Speaking to a standing-room-only crowd, student Jean Harris (Shoshone) said that before she attended the tribal college, the only times her educators ever mentioned Indians were at the Boston Tea Party, as guides — like Sacagawea, and as “savage, war-mongers scalping innocent whites.”

She explained that she believed these “…lies and perpetuated them with self-hate and snobbery.” But after reading David Stannard’s American Holocaust and a long internal struggle, she says, “I am proud that I am American Indian and that the true accounts of the history of my Native people are finally being told.”

Ending her piece with a quote by Elie Wiesel, Nobel Peace prize winner and survivor of the Jewish Holocaust, her dark eyes looked directly at the audience, “The danger lies in forgetting. Forgetting, however, will not affect only the dead. Should it triumph, the ashes of yesterday will cover our hopes for tomorrow.”

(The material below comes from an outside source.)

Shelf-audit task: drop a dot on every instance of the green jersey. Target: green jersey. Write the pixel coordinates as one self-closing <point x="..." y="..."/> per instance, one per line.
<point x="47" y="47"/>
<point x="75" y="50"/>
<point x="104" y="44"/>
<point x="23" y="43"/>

Jean Yellowbear (Arapaho) read a story about her mother dying when she was four and her early days at St. Stephen’s boarding school.

Glenda Washakie (Arapaho) had a lighter theme, speaking of the love in the extended family of Indian tradition.

Hetty Brown (Arapaho) says, “I was soooo scared to get up there and read. I’m glad it’s over, and I’m glad I did it.” April Guina (Shoshone/Arapaho) calls her short story her “baby” because of the labor that went into creating it. Ronnie Moss (Cheyenne/ Arapaho), who read his poems in a rap beat, says, “It was a real opportunity.”

The response from both Indian and the local community has been favorable. The local public television station wants to broadcast a story about the next reading. Although the students were initially terrified to tell their deeply personal stories, they found the experience “gave them a dose of power,” Olsen says. She hopes to make the readings a bi-annual event.